When it’s time to place a lumber order, we all know the basics that need to be covered: species, size, and grade. But did you know that those things should just be a starting point for the conversation? If you give any lumber supplier only the basics, and they give you a quote without asking any follow-up questions, don’t just walk — run the other way. Trust us: you want a lumber supplier that makes the details of your project their business.
Typical Questions You Need To Answer
For starters, be prepared to discuss your intended end use and details about it. For instance, what will you be doing to these boards once they arrive at your job site — planing, moulding, pre-finishing, all of the above? Then, what kind of exposure will the board experience?
A top-notch lumber supplier will also ask questions to help you avoid problems or over-paying. For instance, they might ask if you have accounted for overage — and, if so, by how much. They’ll also ask if your application requires that every board meets the size specifications you mentioned, or if some boards would be able to be shorter or narrower than those dimensions.
The Biggest Question You Should Be Asked
When it comes to satisfaction, it’s important to close the expectations-reality gap as soon and as much as possible. That gap can exist between you and your customer as well as between you and your lumber supplier. This big question is the one you should be asking your customers and which should also be asked of you by any lumber supplier worth its salt: “What does ‘A grade’ mean to you and to your customer?” Do you see why grading systems aren’t enough? “Top grade” has a technical specification, but it doesn’t tell the whole story.
For one thing, grade specifications vary based on species, and no grading system accounts for every idiosyncrasy of every species. For another thing, much of what we stock here at J. Gibson McIlvain is actually above-grade lumber; depending on the industry you’re in, your image of the ideal board may be quite different than that of your neighbors in another industry.

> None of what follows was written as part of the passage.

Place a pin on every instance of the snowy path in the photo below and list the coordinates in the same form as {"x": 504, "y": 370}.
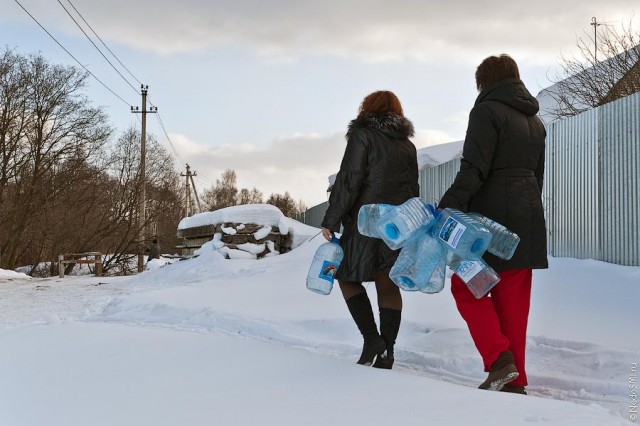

The Result of Question-Free Ordering
You don’t have to have a conversation; you could just order with the basic information we listed at the outset: species, size, and grade. But be forewarned: if you simply place your order without asking or answering any questions, you probably won’t like what you get. In all likelihood, simplistic orders lead to one of two unfavorable results:
First, you could end up with only a portion of your order meeting your (unstated) expectations, leading to waste (which translates into added expense) as well as requiring you to place an added order. The timeframe won’t work out as you or your customer had hoped, and you’ll both end up frustrated.
Second, you could end up with a finished product that falls short of your customer’s (undiscussed) expectations. Again, frustration on both sides would be inevitable. And no one really wants to order that.